Connect is an innovation that’s designed “to enhance the level of internationalization of our asset management industry,” Deng Ge, a spokesman for the CSRC, said recently. Hong Kong officials echo that point. “Stock Connect is more than just another simple investment channel,” Charles Li, CEO of Hong Kong Exchanges and Clearing, wrote in an April 9 blog entry. “Its real, lasting meaning will be in enabling Chinese investors to internationalize their asset allocation in order to grow their wealth over the long term.”
UBS Securities’ Lu says Connect is likely to be a first step toward giving mainland investors the power to play stock and even bond markets worldwide. “The general trend is definitely to liberalize cross-border investment,” Lu says. “Southbound investment is just a part of that.” He predicts regulators will open the cross-border investment window wider within a matter of months.
Deng told reporters in early April that Chinese and Hong Kong securities regulators were jointly studying a proposal to raise the Connect program’s trading limits. Current rules set net buying limits of 10.5 billion yuan for Chinese investors going into Hong Kong and 13 billion yuan for foreign investors going into Shanghai.
The quotas were originally set “to ensure the scheme got off the ground in a smooth and stable way,” said Hong Kong Exchanges’ Li. But with Chinese investors bumping up against the southbound quota limit, exchange officials “are urging authorities to quickly expand the quotas,” he added.

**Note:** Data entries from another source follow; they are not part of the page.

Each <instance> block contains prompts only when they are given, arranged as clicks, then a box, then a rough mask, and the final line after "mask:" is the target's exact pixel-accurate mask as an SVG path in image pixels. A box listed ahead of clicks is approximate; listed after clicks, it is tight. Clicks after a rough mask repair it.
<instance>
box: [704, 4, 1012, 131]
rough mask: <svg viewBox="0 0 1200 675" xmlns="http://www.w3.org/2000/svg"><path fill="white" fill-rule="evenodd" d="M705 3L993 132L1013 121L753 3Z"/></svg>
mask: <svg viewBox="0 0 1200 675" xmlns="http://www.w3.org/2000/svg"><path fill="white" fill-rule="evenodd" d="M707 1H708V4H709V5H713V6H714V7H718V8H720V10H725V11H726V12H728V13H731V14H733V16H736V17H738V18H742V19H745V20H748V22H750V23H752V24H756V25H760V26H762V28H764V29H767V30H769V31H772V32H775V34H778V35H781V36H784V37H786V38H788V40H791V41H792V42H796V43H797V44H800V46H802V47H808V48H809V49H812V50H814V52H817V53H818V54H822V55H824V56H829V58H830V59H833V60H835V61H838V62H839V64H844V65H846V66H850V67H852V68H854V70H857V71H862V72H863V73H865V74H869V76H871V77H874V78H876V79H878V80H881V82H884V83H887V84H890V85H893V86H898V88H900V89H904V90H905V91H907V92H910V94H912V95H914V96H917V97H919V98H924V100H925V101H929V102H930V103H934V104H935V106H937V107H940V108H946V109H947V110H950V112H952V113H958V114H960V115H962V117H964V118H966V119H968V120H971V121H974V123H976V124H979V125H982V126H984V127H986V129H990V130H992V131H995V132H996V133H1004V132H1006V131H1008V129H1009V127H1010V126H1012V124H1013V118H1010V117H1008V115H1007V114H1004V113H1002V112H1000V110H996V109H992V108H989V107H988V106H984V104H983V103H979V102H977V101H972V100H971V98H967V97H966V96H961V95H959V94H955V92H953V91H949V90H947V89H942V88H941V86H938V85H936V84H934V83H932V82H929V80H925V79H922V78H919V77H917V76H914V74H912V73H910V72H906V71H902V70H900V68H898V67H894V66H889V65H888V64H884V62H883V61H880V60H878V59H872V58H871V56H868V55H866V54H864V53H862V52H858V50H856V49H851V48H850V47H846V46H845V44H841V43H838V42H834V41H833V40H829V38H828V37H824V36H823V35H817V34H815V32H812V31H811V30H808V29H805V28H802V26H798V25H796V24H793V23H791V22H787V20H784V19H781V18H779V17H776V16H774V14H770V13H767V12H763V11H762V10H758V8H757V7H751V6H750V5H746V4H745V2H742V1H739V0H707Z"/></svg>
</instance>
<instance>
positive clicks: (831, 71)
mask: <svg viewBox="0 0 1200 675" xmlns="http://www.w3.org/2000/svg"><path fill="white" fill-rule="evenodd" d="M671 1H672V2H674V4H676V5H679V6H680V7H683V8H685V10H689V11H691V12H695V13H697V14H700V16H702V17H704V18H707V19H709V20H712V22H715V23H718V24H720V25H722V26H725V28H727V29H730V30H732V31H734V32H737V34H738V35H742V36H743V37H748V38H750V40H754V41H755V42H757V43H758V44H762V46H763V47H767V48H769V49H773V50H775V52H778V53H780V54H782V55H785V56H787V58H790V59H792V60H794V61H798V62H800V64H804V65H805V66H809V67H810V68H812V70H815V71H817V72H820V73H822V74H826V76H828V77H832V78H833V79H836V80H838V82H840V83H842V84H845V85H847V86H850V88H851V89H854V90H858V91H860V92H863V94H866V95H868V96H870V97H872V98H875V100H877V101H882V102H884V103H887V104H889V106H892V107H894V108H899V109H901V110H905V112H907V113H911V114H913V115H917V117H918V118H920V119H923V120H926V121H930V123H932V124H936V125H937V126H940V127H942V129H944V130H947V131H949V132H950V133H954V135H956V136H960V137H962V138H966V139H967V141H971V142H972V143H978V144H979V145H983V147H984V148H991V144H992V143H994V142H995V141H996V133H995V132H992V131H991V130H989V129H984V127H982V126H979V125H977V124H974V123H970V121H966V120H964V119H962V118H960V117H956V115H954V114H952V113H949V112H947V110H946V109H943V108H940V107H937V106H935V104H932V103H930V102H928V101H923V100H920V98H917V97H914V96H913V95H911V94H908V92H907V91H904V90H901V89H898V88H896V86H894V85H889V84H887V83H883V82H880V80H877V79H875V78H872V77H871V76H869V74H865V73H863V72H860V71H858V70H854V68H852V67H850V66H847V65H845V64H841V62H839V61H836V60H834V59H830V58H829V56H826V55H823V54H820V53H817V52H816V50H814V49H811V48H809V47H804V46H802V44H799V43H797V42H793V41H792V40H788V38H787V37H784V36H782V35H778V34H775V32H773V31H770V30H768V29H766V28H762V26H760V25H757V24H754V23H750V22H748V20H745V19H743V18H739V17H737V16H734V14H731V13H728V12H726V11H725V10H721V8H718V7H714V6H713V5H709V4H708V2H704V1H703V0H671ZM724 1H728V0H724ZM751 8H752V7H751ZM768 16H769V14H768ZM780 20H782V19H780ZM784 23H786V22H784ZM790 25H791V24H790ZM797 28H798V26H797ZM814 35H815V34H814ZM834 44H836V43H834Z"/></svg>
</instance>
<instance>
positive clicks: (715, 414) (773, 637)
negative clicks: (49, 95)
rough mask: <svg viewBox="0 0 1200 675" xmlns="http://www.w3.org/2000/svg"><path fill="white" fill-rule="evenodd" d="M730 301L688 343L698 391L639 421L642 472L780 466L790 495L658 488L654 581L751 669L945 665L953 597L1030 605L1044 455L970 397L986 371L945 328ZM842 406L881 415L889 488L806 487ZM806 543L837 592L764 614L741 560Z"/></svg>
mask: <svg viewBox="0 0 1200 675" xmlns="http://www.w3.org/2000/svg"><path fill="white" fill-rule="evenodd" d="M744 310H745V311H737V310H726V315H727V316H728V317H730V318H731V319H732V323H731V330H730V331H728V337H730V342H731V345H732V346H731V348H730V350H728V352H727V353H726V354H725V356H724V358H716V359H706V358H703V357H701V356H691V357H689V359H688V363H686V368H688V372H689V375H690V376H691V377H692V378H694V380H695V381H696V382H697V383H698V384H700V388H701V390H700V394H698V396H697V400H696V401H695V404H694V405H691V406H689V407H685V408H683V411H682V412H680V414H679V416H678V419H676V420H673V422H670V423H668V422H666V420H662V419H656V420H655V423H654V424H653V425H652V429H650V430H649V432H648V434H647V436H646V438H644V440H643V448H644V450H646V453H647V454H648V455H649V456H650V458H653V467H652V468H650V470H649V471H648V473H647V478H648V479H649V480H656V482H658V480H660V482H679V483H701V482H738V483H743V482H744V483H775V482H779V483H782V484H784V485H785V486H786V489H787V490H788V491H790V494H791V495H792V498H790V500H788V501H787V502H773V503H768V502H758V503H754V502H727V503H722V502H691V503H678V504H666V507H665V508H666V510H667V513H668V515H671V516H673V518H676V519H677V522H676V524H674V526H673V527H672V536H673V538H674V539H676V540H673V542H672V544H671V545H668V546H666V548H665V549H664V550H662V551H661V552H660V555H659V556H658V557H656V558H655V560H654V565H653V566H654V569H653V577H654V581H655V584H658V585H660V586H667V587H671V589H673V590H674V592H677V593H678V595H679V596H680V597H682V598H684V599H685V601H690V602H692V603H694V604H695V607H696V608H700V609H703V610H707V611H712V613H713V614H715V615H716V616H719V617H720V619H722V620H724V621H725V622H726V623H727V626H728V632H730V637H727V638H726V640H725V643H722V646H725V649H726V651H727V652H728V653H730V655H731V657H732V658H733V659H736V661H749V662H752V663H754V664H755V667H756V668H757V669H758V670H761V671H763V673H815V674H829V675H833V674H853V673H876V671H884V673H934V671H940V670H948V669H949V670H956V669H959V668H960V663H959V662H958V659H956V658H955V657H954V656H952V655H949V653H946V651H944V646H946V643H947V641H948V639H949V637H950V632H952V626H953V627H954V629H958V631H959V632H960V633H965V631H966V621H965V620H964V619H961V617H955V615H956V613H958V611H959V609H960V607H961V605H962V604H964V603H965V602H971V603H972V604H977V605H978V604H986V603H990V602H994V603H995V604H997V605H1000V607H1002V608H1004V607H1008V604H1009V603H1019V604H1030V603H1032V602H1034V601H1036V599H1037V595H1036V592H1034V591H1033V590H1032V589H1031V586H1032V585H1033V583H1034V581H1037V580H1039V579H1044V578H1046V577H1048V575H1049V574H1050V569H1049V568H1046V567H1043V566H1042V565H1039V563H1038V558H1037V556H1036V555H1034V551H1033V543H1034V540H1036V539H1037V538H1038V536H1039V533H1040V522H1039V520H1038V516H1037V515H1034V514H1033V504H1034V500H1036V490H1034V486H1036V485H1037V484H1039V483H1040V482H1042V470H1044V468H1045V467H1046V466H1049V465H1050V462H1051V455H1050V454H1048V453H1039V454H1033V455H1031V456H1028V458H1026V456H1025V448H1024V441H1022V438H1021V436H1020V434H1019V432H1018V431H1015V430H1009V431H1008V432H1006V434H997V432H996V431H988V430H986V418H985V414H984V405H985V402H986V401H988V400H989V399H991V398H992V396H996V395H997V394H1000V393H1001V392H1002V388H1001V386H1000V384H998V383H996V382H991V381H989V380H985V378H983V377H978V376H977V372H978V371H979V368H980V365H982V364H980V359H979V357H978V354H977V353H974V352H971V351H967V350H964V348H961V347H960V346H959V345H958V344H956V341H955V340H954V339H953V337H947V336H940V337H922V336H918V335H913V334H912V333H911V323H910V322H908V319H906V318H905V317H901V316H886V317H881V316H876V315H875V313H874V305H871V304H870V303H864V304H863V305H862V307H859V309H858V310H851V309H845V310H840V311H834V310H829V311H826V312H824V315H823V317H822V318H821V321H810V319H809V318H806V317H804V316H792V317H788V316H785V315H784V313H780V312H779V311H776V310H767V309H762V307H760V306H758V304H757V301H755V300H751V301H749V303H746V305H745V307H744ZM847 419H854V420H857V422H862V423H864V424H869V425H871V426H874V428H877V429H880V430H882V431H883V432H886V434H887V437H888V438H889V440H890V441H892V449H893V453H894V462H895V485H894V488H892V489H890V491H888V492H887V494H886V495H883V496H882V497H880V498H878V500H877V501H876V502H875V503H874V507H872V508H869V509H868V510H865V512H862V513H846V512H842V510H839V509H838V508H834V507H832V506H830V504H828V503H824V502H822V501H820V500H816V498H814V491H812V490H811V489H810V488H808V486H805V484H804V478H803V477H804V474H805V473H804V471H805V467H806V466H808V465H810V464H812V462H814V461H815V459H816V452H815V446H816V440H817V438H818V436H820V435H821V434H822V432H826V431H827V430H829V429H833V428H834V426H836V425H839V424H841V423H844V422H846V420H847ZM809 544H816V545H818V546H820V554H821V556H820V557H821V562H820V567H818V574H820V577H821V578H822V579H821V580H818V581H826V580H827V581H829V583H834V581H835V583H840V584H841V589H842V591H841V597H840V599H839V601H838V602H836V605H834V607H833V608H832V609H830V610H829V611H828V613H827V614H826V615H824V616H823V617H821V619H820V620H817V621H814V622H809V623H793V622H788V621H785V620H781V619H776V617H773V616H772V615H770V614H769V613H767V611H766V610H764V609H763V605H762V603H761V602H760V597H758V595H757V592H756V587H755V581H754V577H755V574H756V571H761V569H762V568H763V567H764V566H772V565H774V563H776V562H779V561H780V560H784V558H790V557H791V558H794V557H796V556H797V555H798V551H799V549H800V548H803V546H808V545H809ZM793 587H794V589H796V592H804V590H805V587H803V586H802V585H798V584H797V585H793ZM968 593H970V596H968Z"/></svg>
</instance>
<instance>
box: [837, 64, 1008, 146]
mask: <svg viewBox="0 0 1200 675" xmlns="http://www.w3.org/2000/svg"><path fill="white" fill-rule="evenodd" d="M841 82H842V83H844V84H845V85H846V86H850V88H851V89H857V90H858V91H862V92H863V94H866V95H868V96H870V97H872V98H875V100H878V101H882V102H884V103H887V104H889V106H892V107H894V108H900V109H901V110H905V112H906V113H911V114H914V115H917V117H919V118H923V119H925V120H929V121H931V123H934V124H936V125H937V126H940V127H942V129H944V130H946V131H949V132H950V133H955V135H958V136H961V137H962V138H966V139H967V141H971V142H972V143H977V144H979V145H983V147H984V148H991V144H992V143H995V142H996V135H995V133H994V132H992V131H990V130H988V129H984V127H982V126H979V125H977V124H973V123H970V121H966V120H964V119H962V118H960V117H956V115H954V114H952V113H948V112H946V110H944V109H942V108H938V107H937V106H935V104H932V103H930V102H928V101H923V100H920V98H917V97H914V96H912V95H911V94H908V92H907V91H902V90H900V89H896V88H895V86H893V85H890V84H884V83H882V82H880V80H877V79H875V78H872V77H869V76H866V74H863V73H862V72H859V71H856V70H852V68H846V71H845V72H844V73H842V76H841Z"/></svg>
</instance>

China’s market regulators “are looking to encourage firms to invest offshore and, as part of this, are looking to provide multiple access points to do so,” says Stephen Baron, Z-Ben Advisors’ deputy director of strategic solutions. He suggests that the Connect program could become the main vehicle for mainland investors to play the Hong Kong market, whereas the Qualified Domestic Institutional Investor program, which the authorities initiated in 2006 to enable Chinese institutions to invest in overseas markets, focuses on other foreign markets and becomes the means by which Chinese investors get “broader global exposure.”